Consider the line $2 x-6 y=5$.
What is the slope of a line perpendicular to this line?
What is the slope of a line parallel to this line?
Slope of a perpendicular line:
Slope of a parallel line:
Final Answer: The slope of a line perpendicular to the line \(2x - 6y = 5\) is \(\boxed{-3}\). The slope of a line parallel to the line \(2x - 6y = 5\) is \(\boxed{0.33}\).
Step 1 :Given the line equation in the form \(ax + by = c\), where \(a = 2\) and \(b = -6\) for the line \(2x - 6y = 5\).
Step 2 :The slope of a line given by the equation is \(-a/b\). So, the slope of the given line is \(-2/-6 = 0.33\).
Step 3 :The slope of a line perpendicular to the given line is the negative reciprocal of the slope of the original line, which is \(-b/a\).

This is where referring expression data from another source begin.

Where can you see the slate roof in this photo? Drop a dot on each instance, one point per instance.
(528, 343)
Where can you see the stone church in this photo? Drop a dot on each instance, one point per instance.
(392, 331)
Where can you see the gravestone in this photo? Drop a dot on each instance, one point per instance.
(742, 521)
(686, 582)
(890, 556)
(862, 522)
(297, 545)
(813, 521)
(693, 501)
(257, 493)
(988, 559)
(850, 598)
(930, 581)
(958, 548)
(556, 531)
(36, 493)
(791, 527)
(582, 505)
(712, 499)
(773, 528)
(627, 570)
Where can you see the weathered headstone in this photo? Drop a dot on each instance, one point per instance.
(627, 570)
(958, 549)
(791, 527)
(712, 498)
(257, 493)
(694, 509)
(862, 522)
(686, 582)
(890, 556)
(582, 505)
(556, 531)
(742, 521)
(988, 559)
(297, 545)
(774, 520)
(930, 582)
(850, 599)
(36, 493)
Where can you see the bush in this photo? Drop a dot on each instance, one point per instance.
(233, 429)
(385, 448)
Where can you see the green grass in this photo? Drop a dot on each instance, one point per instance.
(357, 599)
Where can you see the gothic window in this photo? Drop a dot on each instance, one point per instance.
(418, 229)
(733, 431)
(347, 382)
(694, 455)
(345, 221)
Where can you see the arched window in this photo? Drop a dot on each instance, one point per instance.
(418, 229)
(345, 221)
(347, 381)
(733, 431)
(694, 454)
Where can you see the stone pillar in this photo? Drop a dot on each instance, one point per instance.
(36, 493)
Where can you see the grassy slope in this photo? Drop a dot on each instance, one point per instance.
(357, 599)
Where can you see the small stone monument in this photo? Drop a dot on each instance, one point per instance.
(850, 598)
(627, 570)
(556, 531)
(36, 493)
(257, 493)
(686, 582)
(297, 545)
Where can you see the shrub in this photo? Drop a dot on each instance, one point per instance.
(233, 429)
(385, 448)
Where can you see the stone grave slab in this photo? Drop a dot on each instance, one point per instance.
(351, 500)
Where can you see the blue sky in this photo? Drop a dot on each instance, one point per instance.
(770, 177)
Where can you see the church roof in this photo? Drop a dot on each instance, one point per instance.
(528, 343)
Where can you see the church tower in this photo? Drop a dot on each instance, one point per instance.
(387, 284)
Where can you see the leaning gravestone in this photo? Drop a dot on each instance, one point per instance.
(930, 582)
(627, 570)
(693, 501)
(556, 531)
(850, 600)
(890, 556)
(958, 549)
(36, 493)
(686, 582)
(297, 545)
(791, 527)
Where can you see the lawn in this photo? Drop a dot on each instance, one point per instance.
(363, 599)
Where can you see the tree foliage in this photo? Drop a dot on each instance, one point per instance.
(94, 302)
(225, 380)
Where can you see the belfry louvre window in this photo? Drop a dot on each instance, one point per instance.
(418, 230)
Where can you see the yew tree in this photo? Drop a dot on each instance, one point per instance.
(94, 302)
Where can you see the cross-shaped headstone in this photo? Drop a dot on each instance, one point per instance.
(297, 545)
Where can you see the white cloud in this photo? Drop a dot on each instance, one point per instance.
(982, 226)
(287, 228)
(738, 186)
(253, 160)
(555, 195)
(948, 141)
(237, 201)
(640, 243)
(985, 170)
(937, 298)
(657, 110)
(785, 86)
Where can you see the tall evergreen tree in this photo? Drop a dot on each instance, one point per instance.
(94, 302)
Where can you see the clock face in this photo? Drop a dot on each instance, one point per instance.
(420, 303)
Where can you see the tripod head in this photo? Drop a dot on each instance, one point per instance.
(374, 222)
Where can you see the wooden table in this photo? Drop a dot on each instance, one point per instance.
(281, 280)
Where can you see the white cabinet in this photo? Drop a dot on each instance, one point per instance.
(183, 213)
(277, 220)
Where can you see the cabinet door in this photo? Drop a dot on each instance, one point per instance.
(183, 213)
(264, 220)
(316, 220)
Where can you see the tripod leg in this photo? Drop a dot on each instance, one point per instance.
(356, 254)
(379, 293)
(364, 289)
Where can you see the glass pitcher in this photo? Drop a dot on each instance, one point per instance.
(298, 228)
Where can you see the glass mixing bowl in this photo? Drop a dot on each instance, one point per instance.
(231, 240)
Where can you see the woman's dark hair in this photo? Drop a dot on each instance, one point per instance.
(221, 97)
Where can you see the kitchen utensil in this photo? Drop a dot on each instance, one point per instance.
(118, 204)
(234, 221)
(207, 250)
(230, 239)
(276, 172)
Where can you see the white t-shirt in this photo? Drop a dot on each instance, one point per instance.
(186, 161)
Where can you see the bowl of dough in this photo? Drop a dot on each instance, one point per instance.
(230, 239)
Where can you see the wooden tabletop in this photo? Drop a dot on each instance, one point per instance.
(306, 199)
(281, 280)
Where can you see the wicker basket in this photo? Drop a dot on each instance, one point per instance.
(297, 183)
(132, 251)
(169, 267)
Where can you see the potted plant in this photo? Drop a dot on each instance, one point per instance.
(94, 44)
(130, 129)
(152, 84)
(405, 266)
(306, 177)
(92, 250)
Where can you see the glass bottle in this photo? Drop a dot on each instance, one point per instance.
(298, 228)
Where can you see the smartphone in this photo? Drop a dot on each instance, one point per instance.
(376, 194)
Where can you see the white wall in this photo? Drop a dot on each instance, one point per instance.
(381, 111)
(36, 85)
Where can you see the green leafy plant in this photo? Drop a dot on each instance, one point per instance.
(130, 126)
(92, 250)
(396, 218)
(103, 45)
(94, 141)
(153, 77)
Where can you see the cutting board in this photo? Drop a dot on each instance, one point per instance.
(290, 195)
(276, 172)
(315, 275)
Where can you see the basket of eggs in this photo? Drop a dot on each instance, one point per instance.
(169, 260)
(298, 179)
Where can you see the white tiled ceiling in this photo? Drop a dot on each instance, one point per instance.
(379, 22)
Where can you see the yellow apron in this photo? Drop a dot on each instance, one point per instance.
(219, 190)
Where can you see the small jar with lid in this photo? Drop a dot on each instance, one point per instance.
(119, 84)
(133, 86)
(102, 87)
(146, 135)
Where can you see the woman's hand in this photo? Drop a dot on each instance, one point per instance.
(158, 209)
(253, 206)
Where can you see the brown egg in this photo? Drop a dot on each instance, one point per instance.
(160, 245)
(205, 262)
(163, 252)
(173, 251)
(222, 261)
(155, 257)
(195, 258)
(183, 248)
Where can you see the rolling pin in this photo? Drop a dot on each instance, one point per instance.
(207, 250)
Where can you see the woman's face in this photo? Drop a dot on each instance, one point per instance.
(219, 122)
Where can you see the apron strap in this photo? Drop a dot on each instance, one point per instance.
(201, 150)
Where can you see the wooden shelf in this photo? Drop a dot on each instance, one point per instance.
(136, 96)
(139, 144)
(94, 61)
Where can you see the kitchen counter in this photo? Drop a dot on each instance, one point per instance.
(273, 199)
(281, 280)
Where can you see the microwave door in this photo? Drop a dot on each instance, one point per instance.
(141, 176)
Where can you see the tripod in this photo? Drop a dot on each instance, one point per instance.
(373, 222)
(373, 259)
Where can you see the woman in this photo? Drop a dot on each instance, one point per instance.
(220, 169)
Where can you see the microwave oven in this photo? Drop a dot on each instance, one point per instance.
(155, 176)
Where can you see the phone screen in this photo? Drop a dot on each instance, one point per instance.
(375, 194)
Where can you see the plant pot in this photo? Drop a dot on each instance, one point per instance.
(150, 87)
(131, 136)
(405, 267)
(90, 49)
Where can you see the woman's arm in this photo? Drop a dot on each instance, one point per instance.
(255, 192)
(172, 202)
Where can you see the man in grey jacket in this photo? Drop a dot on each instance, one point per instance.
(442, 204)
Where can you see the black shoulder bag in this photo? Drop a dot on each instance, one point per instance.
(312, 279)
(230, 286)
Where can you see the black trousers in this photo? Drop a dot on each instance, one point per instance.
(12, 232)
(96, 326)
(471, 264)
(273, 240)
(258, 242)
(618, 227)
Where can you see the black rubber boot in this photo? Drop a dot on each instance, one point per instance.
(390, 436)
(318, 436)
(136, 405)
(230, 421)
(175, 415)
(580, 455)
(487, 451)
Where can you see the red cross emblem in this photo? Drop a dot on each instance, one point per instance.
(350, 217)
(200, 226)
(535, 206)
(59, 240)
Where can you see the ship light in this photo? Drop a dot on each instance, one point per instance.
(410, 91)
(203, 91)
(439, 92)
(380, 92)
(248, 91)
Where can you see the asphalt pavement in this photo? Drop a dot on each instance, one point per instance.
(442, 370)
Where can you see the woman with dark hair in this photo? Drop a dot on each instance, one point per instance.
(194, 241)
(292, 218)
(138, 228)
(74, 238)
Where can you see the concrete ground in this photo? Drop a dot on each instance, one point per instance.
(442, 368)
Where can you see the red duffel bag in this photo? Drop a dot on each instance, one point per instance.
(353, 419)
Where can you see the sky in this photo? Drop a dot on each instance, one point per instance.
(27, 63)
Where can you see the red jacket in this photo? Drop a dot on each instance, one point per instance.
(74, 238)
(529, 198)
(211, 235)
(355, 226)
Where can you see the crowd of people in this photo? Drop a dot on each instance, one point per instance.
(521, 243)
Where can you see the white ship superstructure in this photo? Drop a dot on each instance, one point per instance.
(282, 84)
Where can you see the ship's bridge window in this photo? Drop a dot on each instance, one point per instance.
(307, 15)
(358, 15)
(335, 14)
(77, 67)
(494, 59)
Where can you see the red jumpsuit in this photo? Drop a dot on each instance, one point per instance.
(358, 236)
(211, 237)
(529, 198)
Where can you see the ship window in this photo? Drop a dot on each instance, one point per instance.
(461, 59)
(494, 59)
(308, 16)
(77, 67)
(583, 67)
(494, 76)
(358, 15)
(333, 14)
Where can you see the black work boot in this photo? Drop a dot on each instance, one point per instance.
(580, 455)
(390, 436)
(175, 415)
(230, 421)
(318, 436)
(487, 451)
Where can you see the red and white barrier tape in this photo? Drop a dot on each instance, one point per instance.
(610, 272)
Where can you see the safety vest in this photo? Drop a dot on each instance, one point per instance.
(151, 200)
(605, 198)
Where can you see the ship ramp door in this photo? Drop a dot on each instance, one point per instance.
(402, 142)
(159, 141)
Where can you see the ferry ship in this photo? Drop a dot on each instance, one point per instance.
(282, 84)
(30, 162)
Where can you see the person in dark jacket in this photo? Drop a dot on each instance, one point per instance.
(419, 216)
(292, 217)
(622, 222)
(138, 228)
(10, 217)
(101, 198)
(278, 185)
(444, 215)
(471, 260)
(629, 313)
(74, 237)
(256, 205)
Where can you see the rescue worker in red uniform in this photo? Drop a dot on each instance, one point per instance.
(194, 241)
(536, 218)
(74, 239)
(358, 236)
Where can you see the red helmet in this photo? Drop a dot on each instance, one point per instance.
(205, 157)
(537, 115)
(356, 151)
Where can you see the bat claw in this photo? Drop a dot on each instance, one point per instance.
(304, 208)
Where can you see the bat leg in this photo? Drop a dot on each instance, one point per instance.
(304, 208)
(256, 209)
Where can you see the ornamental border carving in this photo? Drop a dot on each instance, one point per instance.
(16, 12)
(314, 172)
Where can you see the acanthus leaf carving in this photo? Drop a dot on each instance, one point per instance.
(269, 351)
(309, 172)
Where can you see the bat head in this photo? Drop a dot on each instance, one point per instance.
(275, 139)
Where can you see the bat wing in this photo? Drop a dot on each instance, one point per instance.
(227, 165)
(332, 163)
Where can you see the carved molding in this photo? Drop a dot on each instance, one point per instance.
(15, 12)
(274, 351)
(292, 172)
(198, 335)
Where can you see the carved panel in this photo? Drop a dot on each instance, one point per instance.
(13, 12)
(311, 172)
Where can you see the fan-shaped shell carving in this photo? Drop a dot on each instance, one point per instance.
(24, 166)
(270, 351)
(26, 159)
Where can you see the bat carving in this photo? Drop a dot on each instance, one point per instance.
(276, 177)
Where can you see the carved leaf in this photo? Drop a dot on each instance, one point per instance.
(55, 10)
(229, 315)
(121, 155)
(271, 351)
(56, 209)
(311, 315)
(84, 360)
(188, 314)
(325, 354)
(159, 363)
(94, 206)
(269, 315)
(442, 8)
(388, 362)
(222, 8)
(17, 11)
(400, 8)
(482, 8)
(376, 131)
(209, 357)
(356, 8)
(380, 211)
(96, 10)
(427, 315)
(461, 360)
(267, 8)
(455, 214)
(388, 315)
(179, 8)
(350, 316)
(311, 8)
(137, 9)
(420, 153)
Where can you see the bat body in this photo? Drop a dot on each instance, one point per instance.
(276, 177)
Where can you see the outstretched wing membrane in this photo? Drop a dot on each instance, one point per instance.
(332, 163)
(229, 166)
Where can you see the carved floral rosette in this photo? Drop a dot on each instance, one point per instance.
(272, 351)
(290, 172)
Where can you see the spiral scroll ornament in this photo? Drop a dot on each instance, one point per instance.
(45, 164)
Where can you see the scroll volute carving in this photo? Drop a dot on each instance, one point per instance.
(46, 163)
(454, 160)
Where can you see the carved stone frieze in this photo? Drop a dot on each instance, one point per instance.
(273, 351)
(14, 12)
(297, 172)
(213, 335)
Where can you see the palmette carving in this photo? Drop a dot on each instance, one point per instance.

So, the slope of the line perpendicular to the given line is \(-(-6)/2 = -3\).
Step 4 :The slope of a line parallel to the original line is the same as the slope of the original line, which is \(0.33\).
Step 5 :Final Answer: The slope of a line perpendicular to the line \(2x - 6y = 5\) is \(\boxed{-3}\). The slope of a line parallel to the line \(2x - 6y = 5\) is \(\boxed{0.33}\).